Moreover, the senator’s previous squishiness on health-care reform, and specifically on whether Medicare for All would require middle-class tax increases, made her seem evasive. Perhaps that’s why a recent ABC/Washington Post poll that otherwise had good news for Warren already found respondents putting her in third place as “most honest” after Senator Bernie Sanders and former Vice President Joe Biden.

Had Warren been the overwhelming favorite for the nomination the way Hillary Clinton was four years earlier, she might have been able to remain constructively imprecise on health care, focusing on goals more than methods and avoiding awkward commitments. But this was not her lot, and having made the strategic decision to compete with Sanders for progressive votes, she had to compete in detail.

Setting aside the particulars of Warren’s situation, structural changes in the nominating process have pushed candidates in the direction of position issues. The 19th-century generals turned candidates, like civilian nominees in that era, got through whole elections without debating or, in many cases, even speaking publicly. As late as 1968, Nixon could win a nomination and general election without a single debate. After that election, reforms in the nominating process led to a great increase in primaries and, eventually, pre-primary debates—each one an opportunity for rivals and journalists to demand specifics. In this cycle, Warren faces three more debates before the first votes are even cast.

Beyond the growth in primaries and debates, the rise of social media has meant that more party activists and primary voters are part of a never-ending conversation about the candidates’ every move in a way that was not true even in the early 2000s. Clips from debates, forums, and speeches are constantly circulated.

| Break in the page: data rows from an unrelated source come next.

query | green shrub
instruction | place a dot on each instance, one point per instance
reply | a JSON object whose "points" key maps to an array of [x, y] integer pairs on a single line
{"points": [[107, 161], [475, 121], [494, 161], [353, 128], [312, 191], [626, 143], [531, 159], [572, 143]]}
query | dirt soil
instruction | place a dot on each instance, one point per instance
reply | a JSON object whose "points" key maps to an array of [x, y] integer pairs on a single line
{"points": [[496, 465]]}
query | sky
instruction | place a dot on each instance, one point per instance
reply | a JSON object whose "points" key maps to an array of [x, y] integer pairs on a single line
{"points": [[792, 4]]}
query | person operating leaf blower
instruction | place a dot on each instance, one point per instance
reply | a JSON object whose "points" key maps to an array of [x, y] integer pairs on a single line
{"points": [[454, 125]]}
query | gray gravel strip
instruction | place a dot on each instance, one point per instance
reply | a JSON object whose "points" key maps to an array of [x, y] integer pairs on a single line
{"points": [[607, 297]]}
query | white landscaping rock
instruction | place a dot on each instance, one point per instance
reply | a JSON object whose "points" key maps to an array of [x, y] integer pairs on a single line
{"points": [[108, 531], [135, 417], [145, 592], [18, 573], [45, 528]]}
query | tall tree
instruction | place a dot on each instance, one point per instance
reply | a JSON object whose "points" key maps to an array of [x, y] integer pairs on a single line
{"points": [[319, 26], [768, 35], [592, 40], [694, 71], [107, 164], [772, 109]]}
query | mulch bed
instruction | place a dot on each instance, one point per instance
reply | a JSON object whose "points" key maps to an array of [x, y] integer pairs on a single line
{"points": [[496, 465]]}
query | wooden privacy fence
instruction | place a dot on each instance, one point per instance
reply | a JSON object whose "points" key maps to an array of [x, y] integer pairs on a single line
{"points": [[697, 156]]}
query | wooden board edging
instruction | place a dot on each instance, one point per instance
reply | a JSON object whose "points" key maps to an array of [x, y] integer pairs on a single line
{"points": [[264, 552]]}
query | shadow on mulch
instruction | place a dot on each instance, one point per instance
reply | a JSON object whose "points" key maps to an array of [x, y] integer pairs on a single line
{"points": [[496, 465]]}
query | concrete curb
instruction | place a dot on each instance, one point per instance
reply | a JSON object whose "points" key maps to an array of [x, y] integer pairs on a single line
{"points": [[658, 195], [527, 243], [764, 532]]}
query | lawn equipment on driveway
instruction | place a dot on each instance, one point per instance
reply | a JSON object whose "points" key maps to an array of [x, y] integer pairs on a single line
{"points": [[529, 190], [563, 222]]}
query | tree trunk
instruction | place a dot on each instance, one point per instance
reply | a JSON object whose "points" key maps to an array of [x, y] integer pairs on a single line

These hyper-involved voters have distinctive views, and they want to know whether the candidates share them. They won’t settle for promises about outcome; they want to know how the candidate will achieve the outcome. As a result, there is increasing tension between what candidates need to do (or think they need to do) to get nominated and what it takes to get elected.

Vagueness may still have value for candidates, but as Warren’s decision to release a health plan shows, it’s harder and harder for them to pull off.